Intuyendo la solemnidad del momento, el niño dijo a su vez:
—Y si tú me necesitas alguna vez a mí, Ulrika, mándame la cruz y yo vendré a ti.
Ulrika se apartó y contempló el pequeño rostro perennemente asustado y vio por primera vez el semblante del hombre que, andando el tiempo, Valerio llegaría a ser: un hombre extraordinariamente apuesto y generoso.
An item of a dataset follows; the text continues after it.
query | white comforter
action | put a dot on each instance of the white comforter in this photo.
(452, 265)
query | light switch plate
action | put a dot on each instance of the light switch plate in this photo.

—Si —dijo, asombrada—, si alguna vez te necesito, hermanito, te enviaré mi cruz como señal.
Ulrika salió de la estancia antes de que el niño pudiera ver sus lágrimas. Después, tomó el fardo que había dejado en el jardín, estudió la posición del sol y bajó el monte Esquilino hacia el camino de Ostia.
Calzaba unas sólidas botas y llevaba en el cinto dinero suficiente para llegar a su destino. De su hombro, colgaba una caja de medicinas.
Ulrika apresuró el paso, sabiendo que los dioses estaban con ella.